When you’re considering buying a pocket watch, a multitude of different factors will come into play.
Do you want a gold or silver style?
What type of pocket watch is the best?
Which pocket watch chain will you wear with it?
Yes, the style of the pocket watch is important, but at the end of the day you’re purchasing a timepiece, and you want to be certain that it’s fit to tell the time!
The accuracy of a pocket watch is the result of the rate stability of the piece. Rate stability boils down to the simple notion that a watch always beats the same number of times over a given period of time. The stability depends on the oscillator.
If we look at the accuracy of a mechanical pocket watch, typically they have an accuracy rating of +/- 60 seconds within a 24-hour period. The discrepancy in time is due to a number of factors including temperature, humidity, altitude and atmospheric pressure impacting the movement. It is because of this that mechanical pocket watches have to be fully wound with the time reset daily. If the time is not reset, the time displayed could be off by several minutes within a couple of days.
Average accuracy on low-end pocket watches
If properly serviced and cared for, even a low-end pocket watch should be capable of keeping time in the order of a minute a day. If adjusted by a professional, this can be reduced to seconds per day.
How often you need to wind a pocket watch?
A pocket watch should run on time for between 26-30 hours per wind although some modern models can run for over 44 hours. It is vital that mechanical pocket watches are wound every day, ideally at the same time in the morning as pocket watches depend upon the stored energy in the mainspring to power the movement
Can you overwind a mechanical pocket watch?
One of the common myths about mechanical pocket watches is that they can be overwound. Although we definitely would not recommend forcing the watch past the natural point of being ‘fully wound’, the movement itself cannot be overwound. If you have wound your watch and it does not tick, there could be a number of issues with it including crossed hands, escapement issues, balance issues or that the movement needs servicing.
The accuracy of a mechanical wristwatch is dependent on several variables. Firstly, gravity! If a watch is laid to rest in a single position, it may gain or lose time. To combat this, the balance wheel is adjusted to compensate for the losses and gains in different positions.

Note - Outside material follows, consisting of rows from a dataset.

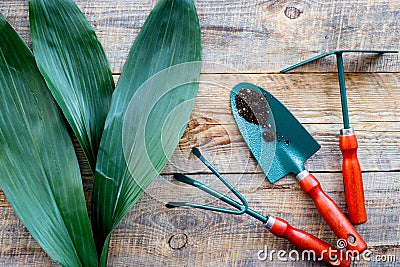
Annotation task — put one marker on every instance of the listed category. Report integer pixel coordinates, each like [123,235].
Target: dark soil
[269,136]
[253,107]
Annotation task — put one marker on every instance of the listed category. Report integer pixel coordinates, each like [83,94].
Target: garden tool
[275,225]
[352,177]
[293,146]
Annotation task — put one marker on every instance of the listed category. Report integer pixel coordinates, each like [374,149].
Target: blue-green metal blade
[293,144]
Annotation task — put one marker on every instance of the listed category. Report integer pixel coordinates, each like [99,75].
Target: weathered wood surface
[254,37]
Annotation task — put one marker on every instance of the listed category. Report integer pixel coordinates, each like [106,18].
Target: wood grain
[254,36]
[251,41]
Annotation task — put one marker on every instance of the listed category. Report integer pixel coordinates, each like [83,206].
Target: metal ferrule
[302,175]
[270,222]
[346,132]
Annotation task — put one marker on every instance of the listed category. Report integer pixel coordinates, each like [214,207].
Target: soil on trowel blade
[253,107]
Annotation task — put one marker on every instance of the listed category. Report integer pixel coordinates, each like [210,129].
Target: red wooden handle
[352,179]
[331,213]
[311,244]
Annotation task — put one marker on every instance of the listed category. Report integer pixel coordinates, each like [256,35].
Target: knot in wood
[178,241]
[292,12]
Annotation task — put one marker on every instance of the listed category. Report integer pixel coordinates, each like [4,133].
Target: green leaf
[39,171]
[140,135]
[75,67]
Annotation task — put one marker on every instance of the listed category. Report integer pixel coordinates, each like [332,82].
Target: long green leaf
[39,171]
[75,68]
[169,37]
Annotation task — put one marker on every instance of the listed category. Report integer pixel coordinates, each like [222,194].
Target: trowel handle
[331,213]
[307,242]
[352,179]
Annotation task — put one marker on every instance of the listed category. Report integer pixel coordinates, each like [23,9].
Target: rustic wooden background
[251,41]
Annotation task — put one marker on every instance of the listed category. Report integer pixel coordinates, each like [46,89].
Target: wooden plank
[254,36]
[152,235]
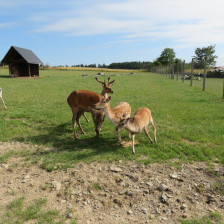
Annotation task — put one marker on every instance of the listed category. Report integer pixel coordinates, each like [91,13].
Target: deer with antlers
[115,114]
[81,101]
[137,124]
[2,98]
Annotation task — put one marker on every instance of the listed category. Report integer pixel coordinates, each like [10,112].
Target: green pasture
[189,122]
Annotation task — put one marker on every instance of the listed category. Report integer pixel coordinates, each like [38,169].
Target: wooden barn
[22,62]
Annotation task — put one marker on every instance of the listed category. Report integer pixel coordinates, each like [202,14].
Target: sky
[72,32]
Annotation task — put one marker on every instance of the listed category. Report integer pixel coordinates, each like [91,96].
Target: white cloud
[6,25]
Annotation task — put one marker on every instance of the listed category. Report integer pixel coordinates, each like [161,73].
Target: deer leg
[3,103]
[78,121]
[74,125]
[147,133]
[133,143]
[85,117]
[154,130]
[119,136]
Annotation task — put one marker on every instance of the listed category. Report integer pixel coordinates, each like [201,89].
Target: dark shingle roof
[26,54]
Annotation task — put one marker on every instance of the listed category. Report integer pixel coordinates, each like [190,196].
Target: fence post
[205,71]
[183,70]
[223,90]
[173,71]
[192,68]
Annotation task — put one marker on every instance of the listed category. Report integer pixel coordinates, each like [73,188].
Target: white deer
[2,98]
[115,114]
[137,124]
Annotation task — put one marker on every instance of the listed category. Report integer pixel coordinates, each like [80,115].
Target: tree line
[119,65]
[168,57]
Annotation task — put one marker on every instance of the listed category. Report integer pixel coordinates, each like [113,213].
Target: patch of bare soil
[114,193]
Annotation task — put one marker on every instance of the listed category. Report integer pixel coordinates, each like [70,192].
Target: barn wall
[23,70]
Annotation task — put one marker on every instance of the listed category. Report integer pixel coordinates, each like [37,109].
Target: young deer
[115,114]
[81,101]
[2,98]
[137,123]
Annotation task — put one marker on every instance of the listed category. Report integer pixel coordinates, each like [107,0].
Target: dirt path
[114,193]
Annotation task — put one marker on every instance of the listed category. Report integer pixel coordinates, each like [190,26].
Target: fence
[185,72]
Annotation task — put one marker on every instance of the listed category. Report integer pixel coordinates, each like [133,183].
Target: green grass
[189,121]
[19,212]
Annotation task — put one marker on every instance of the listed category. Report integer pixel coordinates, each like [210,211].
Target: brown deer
[81,101]
[2,98]
[137,123]
[115,114]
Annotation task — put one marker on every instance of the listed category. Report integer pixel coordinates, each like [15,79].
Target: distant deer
[2,98]
[81,101]
[115,114]
[137,123]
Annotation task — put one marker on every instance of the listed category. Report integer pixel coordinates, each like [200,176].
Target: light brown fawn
[2,98]
[81,101]
[137,124]
[115,114]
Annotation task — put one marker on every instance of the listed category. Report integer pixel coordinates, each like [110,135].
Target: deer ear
[109,99]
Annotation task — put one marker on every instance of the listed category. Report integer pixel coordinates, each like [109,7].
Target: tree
[167,56]
[202,53]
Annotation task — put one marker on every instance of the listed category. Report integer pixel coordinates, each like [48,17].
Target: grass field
[189,121]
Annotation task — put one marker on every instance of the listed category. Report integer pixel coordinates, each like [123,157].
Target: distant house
[22,62]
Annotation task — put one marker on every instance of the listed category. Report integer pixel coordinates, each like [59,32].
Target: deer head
[107,87]
[102,103]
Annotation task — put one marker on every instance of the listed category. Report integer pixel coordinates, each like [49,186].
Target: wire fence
[195,77]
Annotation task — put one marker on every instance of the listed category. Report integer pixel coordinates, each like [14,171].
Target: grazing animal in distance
[115,114]
[137,124]
[81,101]
[2,98]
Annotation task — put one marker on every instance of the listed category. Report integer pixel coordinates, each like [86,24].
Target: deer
[137,123]
[114,115]
[2,98]
[81,101]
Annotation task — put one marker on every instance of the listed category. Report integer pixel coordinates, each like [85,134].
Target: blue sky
[72,32]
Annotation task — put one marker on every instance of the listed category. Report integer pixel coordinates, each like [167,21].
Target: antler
[109,81]
[104,83]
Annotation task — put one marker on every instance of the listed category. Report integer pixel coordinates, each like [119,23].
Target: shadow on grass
[4,76]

Wristwatches are generally adjusted to between 2-8 positions, these are;
- Crown Down
- Dial Down
- Crown Left
- Crown Up
- Crown Right
- Half-way position crown up
- Half-way position crown down
Temperature also plays a part in determining the accuracy of a wristwatch. As temperatures change, many of the parts within the watch will expand and contract, including the balance wheel and hairspring. Modern watches are designed to compensate for this through the materials they are made from so it is not as significant an issue unless you are heading into extreme climates!